A judge has said he did not believe the High Court should allow itself to be "used" by billionaire bloodstock owner John Magnier to keep certain documents secret in his row over the sale of the 751-acre Barne Estate in Clonmel, Co Tipperary.
Mr Justice Michael Twomey made the comment when he ruled Mr Magnier must release 10 documents over which the Coolmore Stud owner had claimed should not be divulged because they contained legal advice he got in relation to the sale of the property.
The judge's ruling came as part of preliminary matters in advance of the hearing of the action brought by Mr Magnier and his children, John Paul Magnier and Kate Wachman, who claim they had an agreement with the Barne owners to buy the Golden Vale estate for €15 million.
Barne Estate is held for the benefit of Richard Thomson-Moore, his sister Alexandra, their children, and their spouses by a Jersey trust.
The Magniers have sued the Barne Estate, Mr Thomson-Moore and three companies of IQEQ (Jersey) Ltd seeking that the €15 million deal to buy, which they say was struck on August 22nd this year, be completed.

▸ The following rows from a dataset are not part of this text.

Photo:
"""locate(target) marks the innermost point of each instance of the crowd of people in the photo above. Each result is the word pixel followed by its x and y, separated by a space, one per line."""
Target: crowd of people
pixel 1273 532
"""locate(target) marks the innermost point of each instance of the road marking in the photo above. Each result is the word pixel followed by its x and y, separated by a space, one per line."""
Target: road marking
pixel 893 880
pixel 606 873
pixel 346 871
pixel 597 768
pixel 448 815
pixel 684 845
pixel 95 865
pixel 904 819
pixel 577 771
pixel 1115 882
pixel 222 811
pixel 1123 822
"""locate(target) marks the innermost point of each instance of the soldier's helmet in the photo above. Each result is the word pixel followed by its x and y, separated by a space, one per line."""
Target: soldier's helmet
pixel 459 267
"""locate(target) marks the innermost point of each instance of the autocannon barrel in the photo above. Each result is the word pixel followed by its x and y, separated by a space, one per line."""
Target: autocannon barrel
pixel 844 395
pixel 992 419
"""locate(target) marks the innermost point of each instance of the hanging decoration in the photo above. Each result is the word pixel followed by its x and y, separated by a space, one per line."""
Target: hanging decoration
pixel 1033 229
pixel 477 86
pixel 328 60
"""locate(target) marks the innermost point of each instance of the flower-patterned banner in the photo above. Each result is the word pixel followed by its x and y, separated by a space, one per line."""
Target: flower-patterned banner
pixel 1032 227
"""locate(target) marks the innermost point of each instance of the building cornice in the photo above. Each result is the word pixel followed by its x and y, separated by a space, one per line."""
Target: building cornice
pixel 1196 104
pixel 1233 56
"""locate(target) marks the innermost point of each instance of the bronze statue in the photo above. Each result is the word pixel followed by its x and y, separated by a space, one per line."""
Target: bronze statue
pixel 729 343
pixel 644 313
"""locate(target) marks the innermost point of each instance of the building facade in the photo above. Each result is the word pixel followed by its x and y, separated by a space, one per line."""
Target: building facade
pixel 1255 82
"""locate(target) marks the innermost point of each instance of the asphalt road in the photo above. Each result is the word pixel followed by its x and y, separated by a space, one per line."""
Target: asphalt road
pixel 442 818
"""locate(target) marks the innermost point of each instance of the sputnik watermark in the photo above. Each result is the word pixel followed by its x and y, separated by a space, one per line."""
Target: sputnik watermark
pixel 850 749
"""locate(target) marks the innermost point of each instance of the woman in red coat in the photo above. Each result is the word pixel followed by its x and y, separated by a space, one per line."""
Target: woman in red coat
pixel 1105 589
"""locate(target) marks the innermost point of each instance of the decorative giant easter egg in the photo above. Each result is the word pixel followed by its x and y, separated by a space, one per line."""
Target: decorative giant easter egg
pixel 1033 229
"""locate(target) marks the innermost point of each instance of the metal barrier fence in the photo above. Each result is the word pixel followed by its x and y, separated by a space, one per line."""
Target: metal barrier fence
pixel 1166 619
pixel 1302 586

The Barne defendants say there was never any such agreement, and subsequently they agreed to sell it for €22.5 million to construction magnate Maurice Regan, founder of the New York building firm JT Magen. Mr Regan is not a party to the case.
Mr Justice Twomey said John Magnier did not want to disclose the ten documents that are relevant to his claim against the defendants "presumably because he believes they will undermine his case."
However, he said, what was "most unusual about this application" is that, in order to prevent the disclosure of the documents to the defendants, Mr Magnier made a very serious claim against his current adviser, retired solicitor Eugene McCague, who was a managing partner with Arthur Cox solicitors.
Mr Magnier claims Mr McCague gave him legal advice, which is in the documents, even though Mr McCague did not have a solicitor’s practising certificate at the time, and it was a criminal offence to practise without a solicitor’s certificate, he said.
While Mr Magnier was not claiming that Mr McCague committed a criminal offence, by claiming that he gave legal advice without a practising certificate, he was, in effect, claiming that Mr McCague "could" have committed a criminal offence, he said.
Mr Magnier also claimed he believed that Mr McCague held a practising certificate when he gave the advice in question even though pretending to be a solicitor is also an offence.
It seemed clear, he said, Mr Magnier’s intention was not to allege that a criminal offence might have been committed by Mr McCague but rather to ensure the documents would not be disclosed.
It appeared to the court that all that Mr Magnier was prepared to do in support of his application was to make a "claim" that legal advice was given by Mr McCague and a “claim” that he believed he had a certificate.
"He is not willing to provide evidence, which he could easily have provided, to show that the documents did or did not contain legal advice.
Mr Magnier went to certain lengths to support his claims about Mr McCague, but without providing evidence which might implicate Mr McCague and even went to the trouble of having an affidavit sworn that Mr McCague remains Mr Magnier’s “longstanding and valued advisor,” he said.
It was important to point out that no criticism is made of Mr Magnier, or of Mr McCague, for how this application was made, as that is Mr Magnier's prerogative, he said. However, it was a different matter entirely how the court should treat his application.
The reasons these are "unsubstantiated claims" is because Mr. Magnier, for tactical or other reasons, is unwilling to provide evidence which would support or disprove those claims, even though the evidence is available to Mr Magnier, he said.
Mr Magnier had also not asked the court to review the documents to see if they were privileged, even though he had asked the court to review other documents for the same purpose, the judge said.
While Mr Magnier was entitled, for tactical or other reasons, to make his application with whatever evidence he chooses, "this is not a particularly appealing basis upon which a court would be asked to decide such a significant application".
He added: "If this court had to decide the case on this basis, this court does not believe that it should permit itself to be used in this manner".